4 Driver-state characterization via triad of states, indicators, and sensors

Our survey of the field of DM and DMSs led us to the idea of synthesizing this field in terms of the three key components of states, indicators, and sensors. The next two subsections discuss the first two components, and the third subsection brings all three components into a system block diagram (BD).

4.1 States

Our survey convinced us that the (global) state of a driver should be characterized along at least the five dimensions—called here states—of drowsiness, mental workload, distraction, emotions, and under the influence.

One goal of a DMS is to determine the levels of one or more of these states in real time, nearly continuously, and, preferably, in a non-invasive way. We use “level” in a very general sense. The level can take several forms, such as a numerical value or a label. The numerical value can be on a continuous scale or on a discrete scale. A label can be the most likely (output) class of a classifier together with its probability, likelihood, or equivalent. A level can be binary, e.g., 0 and 1, or “alert” and “drowsy”. The levels of one or more of the five states can then be used to issue alerts or take safety actions; this is, however, not the object of this paper.

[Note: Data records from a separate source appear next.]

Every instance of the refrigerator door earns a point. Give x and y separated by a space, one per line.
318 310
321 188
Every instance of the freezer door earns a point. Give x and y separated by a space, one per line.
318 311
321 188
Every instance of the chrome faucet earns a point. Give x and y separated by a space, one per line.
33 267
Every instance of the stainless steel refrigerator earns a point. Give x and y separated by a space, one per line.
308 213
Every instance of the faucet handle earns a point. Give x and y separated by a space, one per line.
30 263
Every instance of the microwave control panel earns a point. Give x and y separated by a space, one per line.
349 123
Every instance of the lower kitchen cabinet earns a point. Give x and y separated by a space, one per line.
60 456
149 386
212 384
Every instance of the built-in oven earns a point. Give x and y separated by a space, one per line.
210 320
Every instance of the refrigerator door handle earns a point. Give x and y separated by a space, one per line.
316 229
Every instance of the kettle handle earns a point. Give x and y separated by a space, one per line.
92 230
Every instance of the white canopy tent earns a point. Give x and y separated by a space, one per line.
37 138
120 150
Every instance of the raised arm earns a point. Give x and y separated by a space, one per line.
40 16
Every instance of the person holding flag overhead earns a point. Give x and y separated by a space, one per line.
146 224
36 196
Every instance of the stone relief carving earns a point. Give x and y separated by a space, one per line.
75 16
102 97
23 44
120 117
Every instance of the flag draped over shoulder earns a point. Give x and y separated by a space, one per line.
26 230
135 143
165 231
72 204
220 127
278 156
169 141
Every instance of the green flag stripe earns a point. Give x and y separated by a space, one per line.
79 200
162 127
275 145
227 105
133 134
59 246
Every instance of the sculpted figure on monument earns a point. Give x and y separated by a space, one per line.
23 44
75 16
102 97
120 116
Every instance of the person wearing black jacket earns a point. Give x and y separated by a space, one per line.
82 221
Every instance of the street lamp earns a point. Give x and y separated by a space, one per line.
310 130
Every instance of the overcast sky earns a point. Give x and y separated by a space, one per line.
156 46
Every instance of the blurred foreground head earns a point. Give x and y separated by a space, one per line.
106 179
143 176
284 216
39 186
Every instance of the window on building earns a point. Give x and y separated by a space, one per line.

The first four states present a formidable challenge in that they are not defined in a precise way and cannot be measured directly, by contrast with, say, physical quantities such as voltage and power. The fifth state can be defined precisely, at least in the case of alcohol, but the measurement of its level requires asking the driver to blow in a breathalyzer and/or to submit to a blood test, both of which can be performed in real time nor non-invasively. In short, for all practical purposes, one cannot directly measure or obtain the level of any of the five states in any simple way. This is the reason for having recourse to “indicators” of each of these states.

4.2 Indicators

While one may have an intuitive idea of what an indicator is, it is useful to define, as precisely as possible, what it is. In a nutshell, an indicator must be well defined, and there must be a clear procedure for computing its values (at a succession of time instants) based on input data provided by one or more sensors.

For the purpose of this paper, a “quantity” or “item” is called an indicator for a given (sub)state if it satisfies all of the following conditions:

As an illustration, the eye-blink rate (i.e., the blink rate of the left or right pair of eyelids) is scientifically recognized as being indicative of drowsiness. This parameter obeys all conditions above, and is thus an indicator of drowsiness.

Similarly to the level of a state, we talk about the value of an indicator. We use both “value” and “level” simply as a way to implicitly communicate wether one is talking about an indicator or a state. Ultimately, a set of values of the indicators of a state must be converted into a level of this state. The conversion may require the use of an advanced, validated algorithm.

Indicators are generally imperfect. In most cases, an indicator cannot be guaranteed to be fully correlated with a related state. Due to the presence of complex interrelationships between each state and its indicators, it is important to use as many indicators as possible to promote valid and reliable interpretation of the state of the driver. An example follows. The heart rate (HR) is known to be an indicator of drowsiness. But imagine that one relies solely on the HR to monitor drowsiness, and that the driver must suddenly brake to avoid an accident. Inevitably, this will cause his/her HR to undergo important variations. These particular variations have, however, no direct link with his/her level of drowsiness. Thus, while it is true that the HR is an indicator of drowsiness, one cannot rely on it alone to provide a reliable level of drowsiness. The environment, among other things, needs to be considered.

The values of indicators are obtained through algorithms applied to data collected via sensors.

4.3 System view of the characterization of a state

Figure 2 shows a system BD that uses the terminology introduced above, i.e., sensors, indicators (and values thereof), and states (and levels thereof). The BD is drawn for a single, generic state, and one must specialize it for each of the five states of interest (or others).


PIC

Figure 2: The figure shows, for the context of driver monitoring (DM), the system block diagram applicable to the characterization of a generic (sub)state. The input is the situation of interest and the output is the level of the state. The operation of each of the three subsystems is described in the text.


The BD is self-explanatory. The input is the situation of interest (with the driver, vehicle, and environment). One or more sensors acquire data, typically signals and images. Algorithms extract the values of the indicators that are deemed relevant for the state of interest. Other algorithms convert these values into a level of the state. The three successive subsystems are labelled with the operation they perform, i.e., acquire, extract, and convert. The input and output of each subsystem should ideally be viewed as being functions of time.

If several states are used simultaneously, the value of a given indicator can be used to compute the level of any state that this indicator relates to.